The marketing strategy to promote what now includes a range of products had them partnering with global NGOs, governments and commercial organizations to help educate people on the benefits of using solar energy and long lasting LED lighting to replace kerosene lamps. “Today we are also partnering with financing institutions to help provide affordable loans to our users. This is hugely important especially if we want people to understand the importance of natural energy and to scale up rapidly. Continuous innovation over the years now enables the light to be sold at one-third its original price,” says Chugh. Orders for MightyLight can be placed on the Cosmos Ignite Innovations Web site, (http://www.cosmosignite.com/), where the listed price for the lamp is Rs. 2,000 and Rs. 1,000 for the solar panel.

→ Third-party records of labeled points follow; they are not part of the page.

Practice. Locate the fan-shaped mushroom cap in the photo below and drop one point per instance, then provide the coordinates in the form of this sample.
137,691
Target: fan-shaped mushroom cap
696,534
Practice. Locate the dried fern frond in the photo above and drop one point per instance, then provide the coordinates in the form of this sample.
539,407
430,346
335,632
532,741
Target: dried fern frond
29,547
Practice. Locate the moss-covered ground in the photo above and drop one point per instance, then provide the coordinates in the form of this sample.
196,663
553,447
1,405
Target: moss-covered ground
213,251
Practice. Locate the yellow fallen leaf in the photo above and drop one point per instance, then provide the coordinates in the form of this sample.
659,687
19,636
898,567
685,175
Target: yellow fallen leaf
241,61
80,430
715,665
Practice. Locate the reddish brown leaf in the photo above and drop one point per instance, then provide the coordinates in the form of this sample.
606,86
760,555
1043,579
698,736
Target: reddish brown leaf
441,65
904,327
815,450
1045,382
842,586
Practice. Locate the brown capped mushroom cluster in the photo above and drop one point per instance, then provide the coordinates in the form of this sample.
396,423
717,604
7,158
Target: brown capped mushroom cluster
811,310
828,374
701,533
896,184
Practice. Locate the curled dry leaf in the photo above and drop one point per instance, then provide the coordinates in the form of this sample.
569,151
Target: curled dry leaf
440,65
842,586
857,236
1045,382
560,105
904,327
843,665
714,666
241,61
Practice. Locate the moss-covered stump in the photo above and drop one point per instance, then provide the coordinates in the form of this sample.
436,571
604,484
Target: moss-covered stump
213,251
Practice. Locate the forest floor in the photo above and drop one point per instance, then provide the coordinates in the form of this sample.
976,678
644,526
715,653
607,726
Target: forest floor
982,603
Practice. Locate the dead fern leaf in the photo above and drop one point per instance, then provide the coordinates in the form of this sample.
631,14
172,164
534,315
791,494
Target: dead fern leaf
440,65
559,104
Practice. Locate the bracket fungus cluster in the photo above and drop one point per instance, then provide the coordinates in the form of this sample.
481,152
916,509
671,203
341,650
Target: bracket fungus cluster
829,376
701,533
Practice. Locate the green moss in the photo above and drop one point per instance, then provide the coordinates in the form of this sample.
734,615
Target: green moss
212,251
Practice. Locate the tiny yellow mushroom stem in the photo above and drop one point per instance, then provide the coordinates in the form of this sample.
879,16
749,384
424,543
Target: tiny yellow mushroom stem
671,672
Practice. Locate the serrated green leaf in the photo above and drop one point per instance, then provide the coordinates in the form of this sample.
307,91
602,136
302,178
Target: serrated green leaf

For a business with an investment of less than $1 million that set its mind on achieving sustainability, “helping the poor,” “charity” or “social good” aren’t the kind of words used lightly in the Cosmos office. “Something that can benefit the poor as well as help the planet can be a great business idea, too,” says Chugh. “But we aren’t in this just to make profits and as a mark of our commitment we’ve capped our profit at only 10 percent. We call it the middle path.”


Paromita Pain is a journalist in Austin, Texas.